Fortina says he appreciates that Nanogen's technology lets him customize chips and perform parallel analyses. In the same unit time it previously took to do one test, he can test many samples for, say, a genetic mutation that causes deafness. "That time savings is a major advantage," he declares.

Fortina and Eleanor Pollak, MD are currently using the NanoChipsystem to devise new diagnostic tests for genes which carry mutations already shown to be associated with thrombosis: Factor V, Factor VII, MTHFR, and protein C. All of these genes carry SNPs shown to correlate with increased or decreased risk of a cardiovascular incident. Over the past three or four months, the investigators have been putting down on NanoChips samples from many different individuals, and control sequences, and testing them for SNPs or other mutations in relevant genes.

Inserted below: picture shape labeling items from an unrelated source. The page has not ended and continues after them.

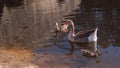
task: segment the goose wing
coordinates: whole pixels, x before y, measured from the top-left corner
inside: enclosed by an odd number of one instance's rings
[[[76,33],[75,39],[88,37],[93,32],[95,32],[95,29],[92,29],[92,30],[81,30],[81,31],[79,31],[79,32]]]

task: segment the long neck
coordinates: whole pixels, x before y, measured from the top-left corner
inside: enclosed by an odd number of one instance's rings
[[[70,21],[70,32],[72,35],[75,35],[75,26],[73,21]]]
[[[57,29],[57,30],[60,30],[57,22],[56,22],[56,29]]]

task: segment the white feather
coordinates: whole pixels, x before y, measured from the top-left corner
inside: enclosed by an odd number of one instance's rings
[[[89,42],[95,42],[95,41],[97,41],[97,30],[98,30],[98,28],[96,28],[95,32],[92,33],[92,34],[88,37]]]

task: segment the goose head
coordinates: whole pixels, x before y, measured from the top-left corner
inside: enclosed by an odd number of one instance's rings
[[[62,32],[68,32],[69,25],[72,25],[71,22],[72,22],[72,20],[62,21],[62,23],[61,23],[61,31]]]

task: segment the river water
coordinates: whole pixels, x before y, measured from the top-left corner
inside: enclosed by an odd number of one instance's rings
[[[119,0],[1,0],[0,3],[1,47],[33,48],[35,55],[30,63],[41,68],[120,68]],[[60,41],[51,37],[55,22],[65,19],[73,20],[76,30],[99,28],[96,44],[101,51],[99,57],[85,57],[78,47],[72,56],[66,55],[70,51],[66,34]]]

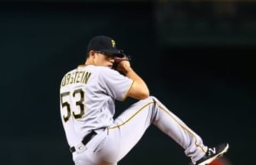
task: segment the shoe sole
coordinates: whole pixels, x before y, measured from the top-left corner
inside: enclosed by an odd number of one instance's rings
[[[198,164],[197,165],[208,165],[209,163],[212,162],[215,159],[217,159],[219,157],[220,157],[220,156],[222,156],[222,155],[224,153],[225,153],[226,152],[227,152],[227,151],[228,151],[228,150],[229,147],[229,145],[228,144],[227,145],[227,146],[226,146],[226,147],[224,148],[224,150],[223,150],[221,152],[220,152],[219,153],[218,153],[216,155],[215,155],[215,156],[213,156],[213,157],[212,157],[212,158],[210,158],[207,160],[206,160],[205,161],[204,161],[202,162],[201,162],[199,164]]]

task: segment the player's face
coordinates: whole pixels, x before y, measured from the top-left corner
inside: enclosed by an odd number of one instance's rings
[[[112,68],[115,60],[114,60],[114,57],[113,56],[107,55],[95,52],[94,62],[95,65],[107,67]]]

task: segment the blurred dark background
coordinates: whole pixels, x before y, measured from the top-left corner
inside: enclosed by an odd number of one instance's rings
[[[1,1],[0,164],[73,164],[59,84],[98,35],[206,144],[228,142],[232,164],[253,164],[255,14],[249,1]],[[117,102],[117,115],[133,102]],[[189,161],[152,126],[118,164]]]

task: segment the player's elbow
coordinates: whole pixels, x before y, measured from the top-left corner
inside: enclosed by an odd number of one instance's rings
[[[149,96],[149,90],[148,90],[148,89],[147,88],[147,89],[145,89],[142,91],[140,99],[145,99],[148,97]]]

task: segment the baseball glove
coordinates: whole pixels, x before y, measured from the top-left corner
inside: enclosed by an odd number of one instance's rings
[[[118,63],[124,60],[131,61],[131,57],[124,53],[115,54],[114,57],[115,62],[113,64],[113,69],[116,69]]]

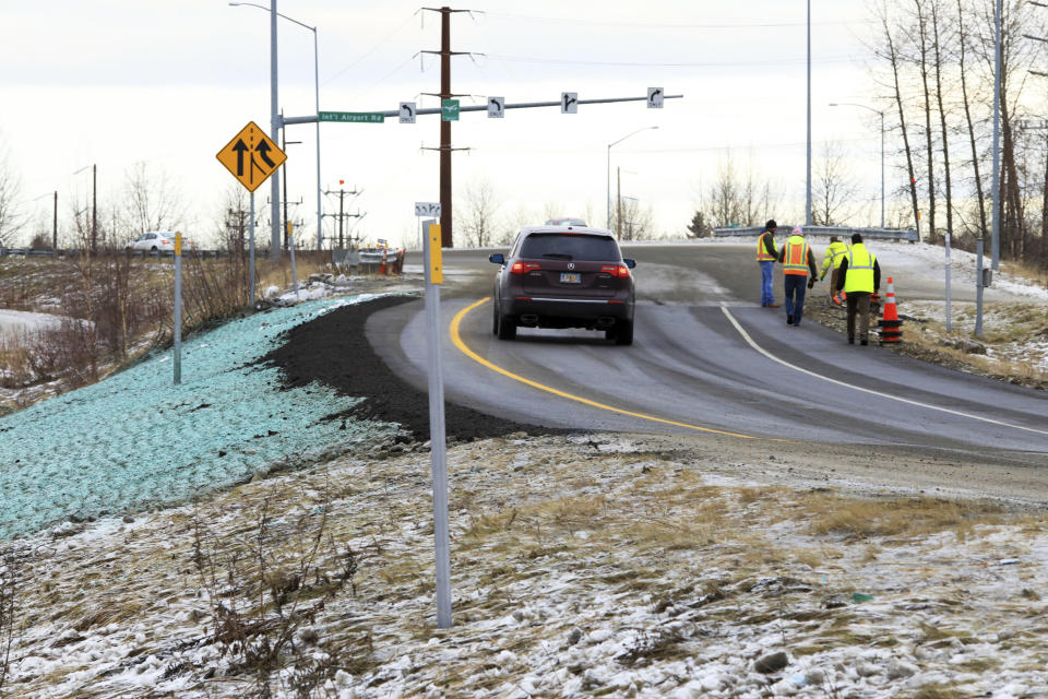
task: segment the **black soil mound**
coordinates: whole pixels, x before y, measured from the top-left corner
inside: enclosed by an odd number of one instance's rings
[[[415,299],[385,296],[343,306],[286,332],[284,345],[258,364],[281,369],[282,390],[318,381],[343,395],[364,398],[355,411],[357,416],[398,423],[415,439],[425,441],[429,439],[429,396],[397,378],[374,354],[364,332],[371,313],[410,300]],[[524,426],[452,403],[444,406],[444,423],[448,437],[460,441],[500,437],[525,427],[533,435],[557,431]]]

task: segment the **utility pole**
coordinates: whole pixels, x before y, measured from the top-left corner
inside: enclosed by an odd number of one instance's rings
[[[284,112],[281,112],[281,120],[284,119]],[[320,123],[320,122],[318,122]],[[281,135],[283,138],[282,150],[287,153],[288,145],[298,145],[301,141],[288,141],[287,140],[287,129],[281,129]],[[284,161],[284,164],[281,165],[281,169],[284,170],[284,249],[287,250],[287,161]],[[296,201],[291,202],[294,204],[300,204],[302,202]]]
[[[91,166],[91,253],[98,254],[98,165]]]
[[[325,216],[333,216],[333,217],[335,217],[335,218],[338,220],[338,249],[340,249],[340,250],[343,249],[343,245],[344,245],[343,222],[344,222],[346,218],[360,218],[361,216],[364,216],[364,214],[361,214],[360,212],[357,212],[357,213],[355,213],[355,214],[347,214],[347,213],[345,213],[346,194],[349,194],[349,196],[352,196],[352,197],[356,197],[357,194],[359,194],[359,193],[362,192],[364,190],[362,190],[362,189],[361,189],[361,190],[358,190],[358,189],[356,188],[356,186],[354,186],[354,188],[353,188],[352,190],[347,190],[347,189],[343,188],[342,185],[345,185],[345,180],[338,180],[338,186],[340,186],[340,187],[338,187],[337,190],[335,190],[335,191],[327,190],[327,191],[324,192],[324,194],[327,194],[329,197],[330,197],[331,194],[338,194],[338,213],[337,213],[337,214],[324,214],[324,215],[325,215]]]
[[[55,223],[51,229],[51,252],[58,251],[58,190],[55,190]]]
[[[451,92],[451,57],[468,55],[469,51],[451,50],[451,14],[453,12],[469,12],[469,10],[452,10],[443,8],[422,8],[430,12],[440,12],[440,50],[422,51],[440,56],[440,97],[444,99],[458,97]],[[431,93],[426,93],[431,94]],[[443,248],[453,248],[454,241],[451,230],[451,121],[440,120],[440,245]]]

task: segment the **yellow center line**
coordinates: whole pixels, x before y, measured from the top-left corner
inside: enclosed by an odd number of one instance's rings
[[[585,398],[582,398],[582,396],[579,396],[579,395],[573,395],[573,394],[571,394],[571,393],[565,393],[564,391],[560,391],[560,390],[558,390],[558,389],[555,389],[555,388],[551,388],[551,387],[548,387],[548,386],[544,386],[543,383],[539,383],[538,381],[532,381],[531,379],[526,379],[526,378],[524,378],[524,377],[522,377],[522,376],[520,376],[520,375],[517,375],[517,374],[513,374],[512,371],[508,371],[508,370],[503,369],[502,367],[497,366],[497,365],[488,362],[487,359],[485,359],[484,357],[481,357],[480,355],[478,355],[476,352],[474,352],[473,350],[471,350],[468,346],[466,346],[466,343],[462,341],[462,335],[458,333],[458,328],[460,328],[460,325],[462,324],[462,319],[466,317],[466,313],[468,313],[469,311],[474,310],[474,309],[477,308],[478,306],[487,303],[488,300],[490,300],[490,298],[491,298],[490,296],[489,296],[489,297],[486,297],[486,298],[481,298],[480,300],[478,300],[477,303],[473,304],[472,306],[467,306],[467,307],[463,308],[461,311],[458,311],[457,313],[455,313],[454,319],[452,319],[452,321],[451,321],[451,328],[450,328],[451,341],[452,341],[453,343],[455,343],[455,346],[458,347],[458,351],[462,352],[462,354],[466,355],[467,357],[469,357],[471,359],[473,359],[473,360],[476,362],[477,364],[480,364],[480,365],[483,365],[483,366],[486,366],[487,368],[491,369],[492,371],[497,371],[497,372],[501,374],[502,376],[505,376],[505,377],[509,377],[509,378],[513,379],[514,381],[520,381],[521,383],[526,383],[527,386],[531,386],[532,388],[536,388],[536,389],[538,389],[539,391],[546,391],[547,393],[552,393],[553,395],[559,395],[560,398],[565,398],[565,399],[568,399],[568,400],[570,400],[570,401],[577,401],[577,402],[580,402],[580,403],[585,403],[586,405],[592,405],[593,407],[599,407],[600,410],[611,411],[612,413],[619,413],[620,415],[629,415],[630,417],[639,417],[639,418],[641,418],[641,419],[648,419],[648,420],[652,420],[653,423],[663,423],[663,424],[665,424],[665,425],[674,425],[675,427],[686,427],[686,428],[688,428],[688,429],[695,429],[695,430],[703,431],[703,433],[713,433],[713,434],[715,434],[715,435],[727,435],[727,436],[729,436],[729,437],[738,437],[738,438],[740,438],[740,439],[759,439],[758,437],[753,437],[752,435],[741,435],[741,434],[739,434],[739,433],[728,433],[728,431],[724,431],[724,430],[720,430],[720,429],[713,429],[712,427],[703,427],[702,425],[691,425],[691,424],[689,424],[689,423],[678,423],[677,420],[666,419],[666,418],[664,418],[664,417],[656,417],[656,416],[654,416],[654,415],[646,415],[646,414],[644,414],[644,413],[634,413],[633,411],[623,410],[623,408],[621,408],[621,407],[616,407],[616,406],[614,406],[614,405],[606,405],[606,404],[604,404],[604,403],[598,403],[598,402],[596,402],[596,401],[591,401],[590,399],[585,399]],[[785,440],[775,440],[775,441],[785,441]]]

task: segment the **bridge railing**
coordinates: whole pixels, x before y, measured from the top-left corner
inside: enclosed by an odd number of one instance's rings
[[[908,240],[917,242],[917,232],[913,228],[854,228],[849,226],[801,226],[806,236],[838,236],[842,240],[850,240],[851,235],[858,233],[864,240]],[[781,225],[776,232],[778,235],[789,235],[794,226]],[[763,230],[760,226],[749,226],[746,228],[714,228],[713,235],[718,238],[729,236],[750,236],[755,237]]]

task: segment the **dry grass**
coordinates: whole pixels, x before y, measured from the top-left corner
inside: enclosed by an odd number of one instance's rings
[[[805,502],[812,534],[865,536],[917,536],[954,532],[958,538],[976,524],[996,522],[1001,509],[978,502],[916,497],[891,500],[857,500],[829,494],[809,494]]]

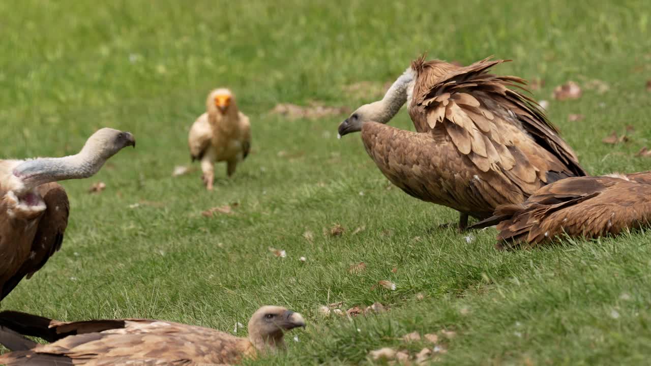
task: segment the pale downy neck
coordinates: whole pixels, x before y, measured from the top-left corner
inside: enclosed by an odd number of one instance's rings
[[[371,103],[377,111],[375,121],[387,123],[395,116],[406,102],[411,102],[413,89],[414,73],[408,68],[394,81],[381,100]]]
[[[78,154],[63,158],[37,158],[14,169],[14,175],[24,184],[22,190],[66,179],[81,179],[94,175],[106,162],[96,149],[87,143]]]

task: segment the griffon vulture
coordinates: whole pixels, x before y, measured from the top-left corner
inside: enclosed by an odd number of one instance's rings
[[[124,319],[64,322],[14,311],[0,313],[0,343],[12,350],[0,364],[233,364],[258,352],[284,350],[286,331],[305,326],[303,317],[284,307],[264,306],[240,338],[214,329],[163,320]],[[22,335],[51,342],[39,345]]]
[[[564,233],[594,238],[648,226],[651,171],[559,180],[523,203],[499,207],[485,221],[499,222],[498,249],[536,247]]]
[[[229,176],[251,150],[249,117],[238,109],[235,96],[229,89],[210,92],[206,100],[206,113],[197,119],[187,137],[192,161],[201,162],[202,179],[212,190],[215,162],[226,162]]]
[[[91,176],[127,146],[131,134],[102,128],[76,155],[0,160],[0,300],[61,247],[70,205],[55,182]]]
[[[484,219],[501,204],[520,203],[541,186],[585,171],[572,148],[529,97],[525,81],[488,73],[503,60],[468,66],[424,57],[381,100],[362,106],[339,127],[361,131],[367,152],[408,194]],[[388,122],[407,103],[417,132]]]

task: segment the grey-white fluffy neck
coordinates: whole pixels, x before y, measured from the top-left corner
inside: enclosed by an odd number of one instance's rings
[[[414,72],[409,68],[393,82],[381,100],[370,104],[376,112],[376,122],[388,122],[406,102],[411,103],[413,85]]]
[[[14,175],[22,181],[25,191],[51,182],[88,178],[99,171],[110,157],[101,151],[87,142],[75,155],[27,160],[14,169]]]

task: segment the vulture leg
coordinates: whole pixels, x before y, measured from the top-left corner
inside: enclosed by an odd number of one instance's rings
[[[468,214],[459,212],[459,232],[465,231],[468,227]]]
[[[235,167],[238,165],[237,160],[229,160],[226,162],[226,175],[230,176],[235,173]]]

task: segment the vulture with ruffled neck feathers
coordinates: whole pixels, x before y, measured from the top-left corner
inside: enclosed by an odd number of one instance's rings
[[[56,182],[92,176],[127,146],[133,135],[102,128],[76,155],[0,160],[0,300],[61,247],[70,204]]]
[[[591,239],[648,227],[651,171],[559,180],[523,203],[498,207],[485,221],[499,223],[496,246],[501,249],[540,246],[564,235]]]
[[[503,62],[458,66],[421,57],[382,100],[344,120],[339,135],[361,131],[384,175],[414,197],[459,211],[460,230],[469,216],[485,219],[542,186],[586,175],[537,104],[512,89],[525,81],[488,74]],[[417,132],[384,124],[406,102]]]
[[[0,313],[0,343],[12,351],[0,364],[208,365],[238,363],[283,350],[284,332],[305,327],[298,313],[263,306],[249,321],[249,336],[147,319],[64,322],[14,311]],[[51,342],[39,345],[23,335]]]
[[[201,178],[212,190],[215,163],[226,162],[226,174],[235,173],[238,163],[251,150],[249,117],[238,109],[235,95],[227,89],[215,89],[206,100],[206,112],[190,128],[187,145],[192,161],[201,162]]]

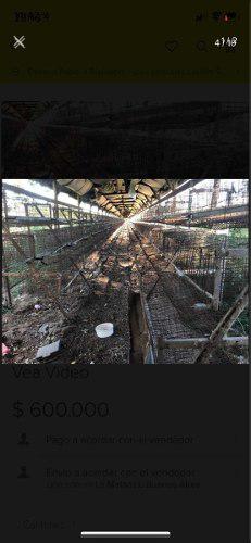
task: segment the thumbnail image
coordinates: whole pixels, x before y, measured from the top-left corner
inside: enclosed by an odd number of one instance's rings
[[[3,364],[247,364],[248,179],[3,179]]]

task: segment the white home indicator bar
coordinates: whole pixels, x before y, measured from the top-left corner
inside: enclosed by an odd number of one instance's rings
[[[171,532],[81,532],[81,538],[170,538]]]

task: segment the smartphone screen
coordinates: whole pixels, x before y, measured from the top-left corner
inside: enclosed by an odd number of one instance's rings
[[[0,25],[2,540],[248,543],[249,2]]]

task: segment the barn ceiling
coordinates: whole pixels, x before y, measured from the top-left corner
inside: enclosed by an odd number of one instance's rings
[[[148,207],[184,179],[58,179],[84,202],[93,203],[117,217],[129,217]]]

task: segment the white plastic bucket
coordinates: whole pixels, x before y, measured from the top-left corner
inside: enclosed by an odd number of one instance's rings
[[[109,338],[114,333],[114,326],[112,323],[102,323],[96,327],[96,333],[98,338]]]

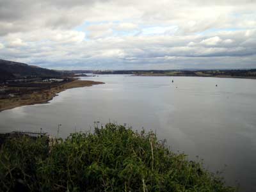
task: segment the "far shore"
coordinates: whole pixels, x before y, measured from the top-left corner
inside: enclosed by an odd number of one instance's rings
[[[145,77],[217,77],[217,78],[234,78],[234,79],[256,79],[255,76],[189,76],[189,75],[166,75],[161,74],[134,74],[135,76],[145,76]]]
[[[20,97],[0,99],[0,112],[23,106],[47,103],[57,96],[58,93],[68,89],[91,86],[104,83],[93,81],[74,80],[50,89],[24,94]]]

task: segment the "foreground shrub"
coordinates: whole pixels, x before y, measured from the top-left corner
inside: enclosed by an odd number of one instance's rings
[[[152,132],[108,124],[49,147],[46,138],[11,140],[0,152],[1,191],[235,191],[175,154]]]

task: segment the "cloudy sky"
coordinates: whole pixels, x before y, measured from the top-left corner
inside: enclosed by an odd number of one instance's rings
[[[0,0],[0,58],[56,69],[256,68],[256,0]]]

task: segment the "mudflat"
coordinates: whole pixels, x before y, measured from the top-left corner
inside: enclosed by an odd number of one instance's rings
[[[19,96],[0,99],[0,111],[19,106],[46,103],[58,95],[58,93],[67,89],[91,86],[93,84],[103,84],[102,82],[93,81],[74,80],[49,88],[23,92]],[[17,88],[20,89],[20,88]]]

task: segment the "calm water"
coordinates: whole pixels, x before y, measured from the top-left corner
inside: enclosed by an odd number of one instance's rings
[[[105,84],[68,90],[49,104],[0,113],[0,131],[43,130],[61,136],[94,121],[156,131],[175,150],[223,170],[228,184],[256,191],[256,80],[100,76]],[[171,83],[171,79],[174,80]],[[218,84],[218,87],[215,84]],[[92,129],[93,130],[93,129]],[[226,166],[225,164],[227,166]]]

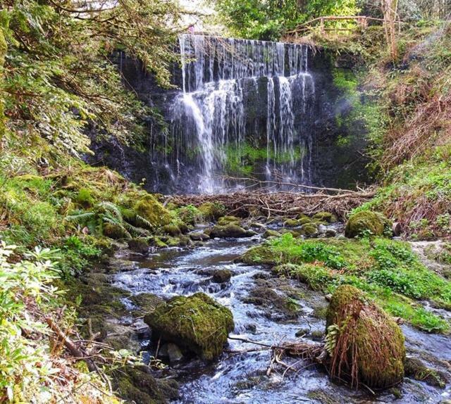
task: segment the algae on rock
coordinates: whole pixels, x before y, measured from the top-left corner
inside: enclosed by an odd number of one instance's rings
[[[400,327],[350,285],[333,293],[326,315],[333,379],[382,389],[404,377],[406,350]]]
[[[159,305],[144,322],[154,338],[174,342],[206,360],[221,354],[235,328],[230,310],[203,293],[174,297]]]

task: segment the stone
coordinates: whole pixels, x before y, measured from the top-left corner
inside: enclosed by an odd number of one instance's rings
[[[216,284],[228,282],[232,277],[232,271],[229,270],[216,270],[213,272],[213,282]]]
[[[149,251],[149,243],[147,243],[146,239],[132,239],[131,240],[128,240],[127,244],[128,244],[128,248],[135,253],[145,254]]]
[[[210,237],[212,239],[215,237],[218,237],[219,239],[226,239],[228,237],[237,239],[249,236],[250,236],[249,231],[234,224],[226,225],[225,226],[216,225],[210,229]]]
[[[194,241],[205,241],[210,239],[210,236],[203,232],[192,232],[188,236]]]
[[[384,389],[404,378],[401,329],[358,289],[337,288],[328,308],[326,332],[333,379],[347,379],[354,387],[364,383]]]
[[[314,223],[308,223],[301,227],[301,232],[307,237],[316,237],[319,232]]]
[[[278,232],[268,229],[268,230],[263,234],[262,236],[264,239],[268,239],[268,237],[278,237],[280,235],[280,234]]]
[[[241,219],[235,216],[223,216],[218,219],[218,225],[220,226],[226,226],[227,225],[236,225],[237,226],[240,226],[240,223]]]
[[[222,353],[235,328],[230,310],[203,293],[172,298],[144,320],[154,339],[173,342],[205,360]]]
[[[165,226],[163,226],[161,230],[164,234],[169,234],[173,237],[177,237],[182,234],[182,232],[180,231],[178,226],[174,224],[166,225]]]
[[[283,222],[283,225],[285,227],[297,227],[297,226],[299,226],[299,223],[295,219],[287,219]]]
[[[335,223],[337,221],[337,217],[330,212],[318,212],[314,215],[313,219],[327,223]]]
[[[333,229],[327,229],[326,232],[324,232],[325,237],[335,237],[337,236],[337,232]]]
[[[386,227],[391,229],[391,222],[382,213],[362,210],[352,215],[346,223],[345,236],[350,239],[371,234],[382,236]]]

Where does the work stand today? Fortina says they've been running tests on DNA of individuals who've already been genotyped, to confirm that results generated through the NanoChipinstrument are as accurate as those derived through the gold standard method of genetic diagnosis. "DNA sequence analysis is and will be, for a long time, the standard to which any instrument is compared," he declares. So far, he says Nanogen's system has been showing 99.9% accuracy, but emphasizes that is not a final statement. "It's too early to make a final conclusion. We haven't been testing thousands of individuals—still only in the hundreds of patients. On other hand," he says, "I don't see on the market a chip-based platform—today—that is as good. But this is a fast-moving field, and there are plenty of rumors that other companies are developing exciting high-throughput instrumentation."

Test ‘Em and See

Nanogen continues aggressively asserting its technological superiority, challenging researchers to send the firm its toughest samples, and see for themselves what the technology can do. "We know it's risky, but we've got to prove we're the best," Gallahue declares, adding that 99% accuracy isn't going to be good enough for tests whose results, like the one for drug metabolism in children with leukemia, could determine the difference between life and death.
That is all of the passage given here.